After exchanging some books at the library in the basement, which the man in grey had styled a “magnificent institootion,” the two friends left the Post-Office together.

“Old Mr Blurt is fond of you, Pax.”

“That shows him to be a man of good taste,” said Pax, “and his lending you and me as many books as we want proves him a man of good sense. Do you know, Phil, it has sometimes struck me that, what between our Post-Office library and the liberality of Mr Blurt and a few other friends, you and I are rather lucky dogs in the way of literature.”

“We are,” assented Phil.

“And ought, somehow, to rise to somethin’, some time or other,” said Pax.

“We ought—and will,” replied the other, with a laugh.

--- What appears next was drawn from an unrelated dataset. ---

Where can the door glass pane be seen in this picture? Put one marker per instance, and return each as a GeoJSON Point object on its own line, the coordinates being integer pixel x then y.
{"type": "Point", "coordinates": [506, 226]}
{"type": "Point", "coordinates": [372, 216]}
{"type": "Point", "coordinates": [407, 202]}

“But do you know,” continued Pax, with a sigh, “I’ve at last given up all intention of aiming at the Postmaster-Generalship.”

“Indeed, Pax!”

“Yes. It wouldn’t suit me at all. You see I was born and bred in the country, and can’t stand a city life. No; my soul—small though it be—is too large for London. The metropolis can’t hold me, Phil. If I were condemned to live in London all my life, my spirit would infallibly bu’st its shell an’ blow the bricks and mortar around me to atoms.”

“That’s strange now; it seems to me, Pax, that London is country and town in one. Just look at the Parks.”